The Stages of Wound Healing- How Oxygen Free Radicals Influence the Inflammatory Phase
James Gleaves, MD,FACS: Kim Eldridge, RNFA,CNOR,CFCN,WCC: Richard M. Millis, PhD
The wound healing process is a complex process in which all phases play an important role. There are four phases in the wound healing cascade of events: 1. Hemostasis, 2. Inflammation, 3. Proliferation and 4.Maturation.
All of the phases are important but sometimes rarely occur in the strict order. At times, the phases overlap making it difficult to identify where a particular wound is in the process of healing. The inflammatory phase is important for preventing infection. Some wounds stall in the inflammatory phase, thereby, creating a chronic wound.
The purpose of this presentation it to demonstrate how a novel hydrophilic gel with oxygen free radical binding capacity aids in preventing the overgrowth of bacteria in a wound during the inflammatory phase. An excessive amount of oxygen free radicals cause harm by degradation tissue and delaying wound healing. This presentation shows how the binding of oxygen free radicals promotes wound healing by decreasing inflammation, eliminating bacterial overgrowth and creating an environment to promote the development of healthy granulation tissue, thereby, resulting in wound healing and closure with minimal scarring.
In normal inflammation, polymorphonuclear leukocytes (neutrophils) fill the site of the wound within one hour of the initial wounding. These neutrophils are present in high numbers during the first and second days and produce a bactericidal effect by releasing oxygen free radicals and proteolytic enzymes (proteases). Then, macrophages are activated by T-lymphocytes to phagocytose the neutrophils, thereby, activating fibroblasts, the main indicator of the granulation phase.

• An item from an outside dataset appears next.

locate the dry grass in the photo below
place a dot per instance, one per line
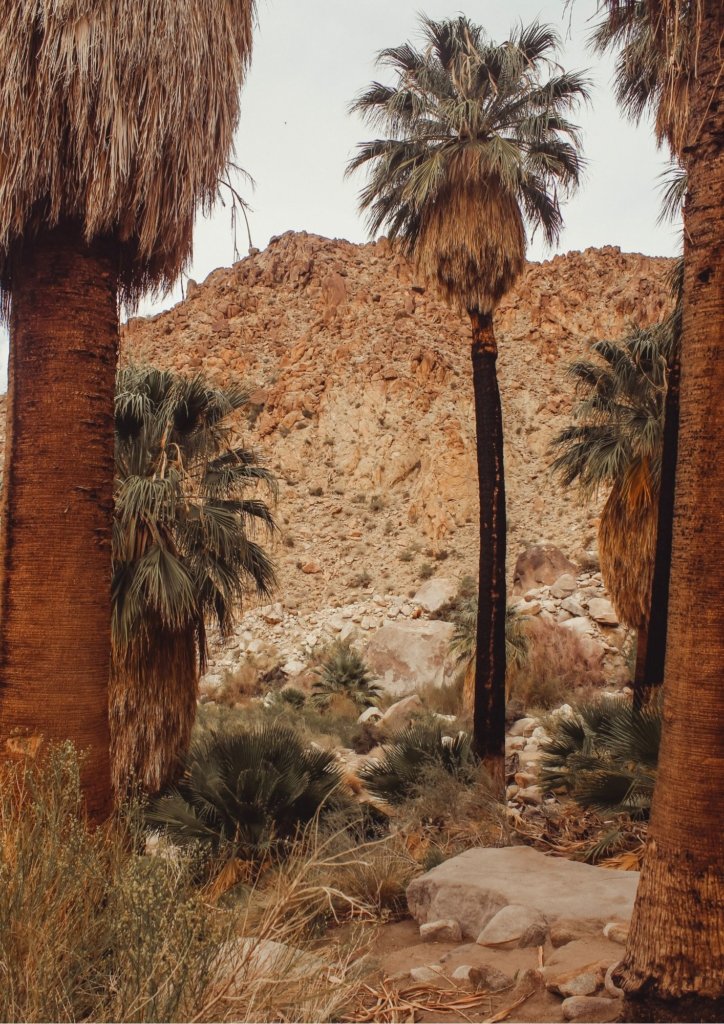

In wound healing, oxygen free radicals are both helpful and destructive. When a wound occurs, oxygen free radicals, also called reactive oxygen species (ROS), are created. These ROS molecules are unstable, containing unpaired electrons which are highly reactive, seeking to steal and bond with electrons from other molecules, thus, creating more ROS. This cycle continues, and can, in some cases, end up destroying living cells in and around the wound, slowing the healing time, and in some cases, putting a complete halt to healing. In severe cases, this healing can be delayed to such an extent that the wound becomes susceptible to contamination and infection.
Medical researchers have been working on products to help remove the oxygen free radicals from open wounds for many decades. Wound-Be-Gone, has an active ingredient that removes these radicals by binding them while also forming a hydrophilic barrier over the wound to protect it from the environment, thereby, keeping the wound clean and accelerating healing. The active ingredient in Wound-Be-Gone (sterically hindered amines)that supplies ROS in the wound with the electrons that are missing, completing their molecular structure and stopping the destructive chain of events. This gel also provides a protective layer over the wound, maintains constant moisture and temperature, thereby, permitting the gel to penetrate the open wound and create the perfect conditions for would healing.
In summary, oxygen free radicals are ROS which produce oxidative stress during the inflammatory phase of wound healing. ROS result from the respiratory burst associated with revascularization, reperfusion and restructuring epithelial and connective tissues. ROS likely play several complex roles in wound healing, some are unknown. An example of this is the interactions between ROS and the enzyme ribosomal S6 kinase (RSK), the production of which is stimulated by a small amount of ROS. However, overactivity of RSK from excessive production of ROS has been implicated in poor wound healing because RSK overactivity also inhibits synthesis of the collagen required for wound maturation and closure with minimal scarring. In our experience, the topical administration of a hydrophilic polymer with an oxygen free radical (ROS) binding technology results in rapid healing of wounds that have, prior to the use of Wound-Be-Gone, been characterized by stalled healing. Therefore, the observation of rapid healing of a chronic wound following the administration of Wound-Be-Gone suggests proof that healing of the wound may have been stalled in the inflammatory phase by overactivity of ROS.